Circuit Theory/Complex Frequency Examples/example12

A voltage source generates a current when connected to an RC branch. Find the values of the resistance and capacitance.

${\displaystyle v(t)=10e^{-t}sin(7t)}$

${\displaystyle i(t)=0.2e^{-t}cos(7t-30^{\circ })}$

knowns and unknowns[edit | edit source]

knowns ${\displaystyle v(t)}$ and ${\displaystyle i(t)}$

unknowns ${\displaystyle RC}$

equations[edit | edit source]

${\displaystyle v_{R}=i*R}$

${\displaystyle i=C*{d \over dt}v_{C}}$

${\displaystyle V_{s}=v_{C}+v_{R}}$

into complex frequency domain symbolically[edit | edit source]

${\displaystyle \mathbb {V} _{R}=\mathbb {I} *R}$

${\displaystyle \mathbb {I} =C*s*\mathbb {V} _{C}}$

${\displaystyle \mathbb {V} _{s}=\mathbb {V} _{R}+\mathbb {V} _{C}}$

Solving symbolically as much as possible:

${\displaystyle \mathbb {V} _{s}=\mathbb {I} *R+{\frac {\mathbb {I} }{C*s}}}$

${\displaystyle {\frac {\mathbb {V} _{s}}{\mathbb {I} }}=R+{\frac {1}{C*s}}}$

${\displaystyle s=\phi +j\omega }$

At this point, symbolic manipulation with mupad fails.
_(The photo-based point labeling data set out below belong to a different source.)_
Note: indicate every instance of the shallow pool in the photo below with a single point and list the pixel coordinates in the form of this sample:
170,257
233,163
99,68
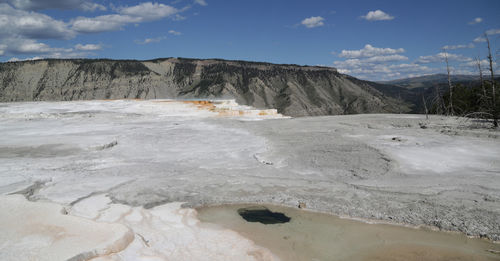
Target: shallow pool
316,236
Mupad can not separate out symbolically the rectangular or polar expressions. Doing this by hand will result in huge symbolic expressions.

It is easier just to leave the solution in the above symbolic form.
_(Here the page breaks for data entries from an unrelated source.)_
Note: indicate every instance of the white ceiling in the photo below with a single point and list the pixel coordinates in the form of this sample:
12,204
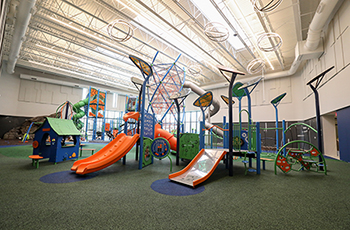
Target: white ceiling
69,37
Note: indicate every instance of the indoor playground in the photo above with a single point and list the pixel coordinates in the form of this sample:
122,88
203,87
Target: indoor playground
164,114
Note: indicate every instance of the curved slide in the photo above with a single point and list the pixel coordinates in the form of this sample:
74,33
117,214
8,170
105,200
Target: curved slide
200,168
108,155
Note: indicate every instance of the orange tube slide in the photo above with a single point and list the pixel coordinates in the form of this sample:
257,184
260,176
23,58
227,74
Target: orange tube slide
159,132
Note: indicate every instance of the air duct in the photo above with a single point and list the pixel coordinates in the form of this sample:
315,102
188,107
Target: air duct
311,48
24,13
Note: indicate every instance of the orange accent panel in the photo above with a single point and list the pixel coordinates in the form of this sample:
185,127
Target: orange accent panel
132,115
159,132
111,153
35,157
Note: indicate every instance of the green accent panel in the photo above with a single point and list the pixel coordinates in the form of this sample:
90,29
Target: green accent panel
63,126
205,100
189,145
147,156
236,92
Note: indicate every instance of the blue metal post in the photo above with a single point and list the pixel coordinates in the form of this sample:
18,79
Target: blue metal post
225,141
258,147
284,135
277,139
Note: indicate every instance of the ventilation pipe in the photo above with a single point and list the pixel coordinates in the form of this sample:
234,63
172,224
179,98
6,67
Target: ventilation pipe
311,48
24,13
11,15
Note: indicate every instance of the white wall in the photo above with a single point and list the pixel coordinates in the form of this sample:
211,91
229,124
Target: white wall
299,103
20,97
335,93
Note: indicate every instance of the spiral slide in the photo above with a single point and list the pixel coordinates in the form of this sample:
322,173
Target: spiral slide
108,155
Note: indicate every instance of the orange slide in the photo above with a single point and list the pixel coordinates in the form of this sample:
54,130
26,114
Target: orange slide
107,156
159,132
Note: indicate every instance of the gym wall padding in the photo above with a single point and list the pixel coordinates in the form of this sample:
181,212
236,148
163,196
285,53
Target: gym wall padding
343,133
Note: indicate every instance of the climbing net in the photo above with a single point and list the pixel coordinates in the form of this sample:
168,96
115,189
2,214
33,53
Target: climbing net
167,79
At this point, it seems like there is one equation with two unknowns (R, C). But in reality there are two equations. The real part of the right has to equal the real part on the left. The imaginary on the right has to equal the imaginary on the left. Unfortunately, the values of ${\displaystyle \mathbb {I} }$ and ${\displaystyle \mathbb {V} _{s}}$ will determine the next step.

complex domain math[edit | edit source]

${\displaystyle s=-1+j7}$

${\displaystyle \mathbb {V} _{s}=-j10}$

${\displaystyle \mathbb {I} =0.2*cos(-30^{\circ })+j*0.2*sin(-30^{\circ })=0.1*{\sqrt {3}}-j0.1}$

${\displaystyle {\frac {\mathbb {V} _{s}}{\mathbb {I} }}=25-43.3j}$

${\displaystyle R+{\frac {1}{C*s}}=R+{\frac {-0.14*i-0.02}{C}}}$

Thus ${\displaystyle -43.3j={\frac {-0/14j}{C}}}$

${\displaystyle C={\frac {-0.14j}{-43.3j}}=3.233mF}$

${\displaystyle 25=R+{\frac {-0.02}{C}}}$

${\displaystyle R=25+{\frac {0.02}{.003233}}=31.19ohms}$

Solution can only be found in the complex domain.
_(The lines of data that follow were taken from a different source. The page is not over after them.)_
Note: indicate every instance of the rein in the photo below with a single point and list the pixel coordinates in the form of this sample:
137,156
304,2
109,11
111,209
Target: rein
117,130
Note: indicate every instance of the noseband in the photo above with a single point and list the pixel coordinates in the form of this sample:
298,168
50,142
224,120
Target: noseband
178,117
Simulation[edit | edit source]

Can not simulate to get the answer, but can simulate the answer to see if matches the sources given.

${\displaystyle period={\frac {2*\pi }{\omega }}=0.8976sec}$

It is clear that the cos, current is leading the voltage. Theoretically should be by -30 + 90 = 60 degrees.

The difference between the peaks is 0.141 seconds approximately. This translates in to degrees:

phase difference = peak difference * 360/period = 56.55 degrees .. approximately 60 degrees.

Magnitude of the current is less than the 0.2 specified, but is close ... approximately 0.18 amps. There is lots of error here. Probably could do more accurately.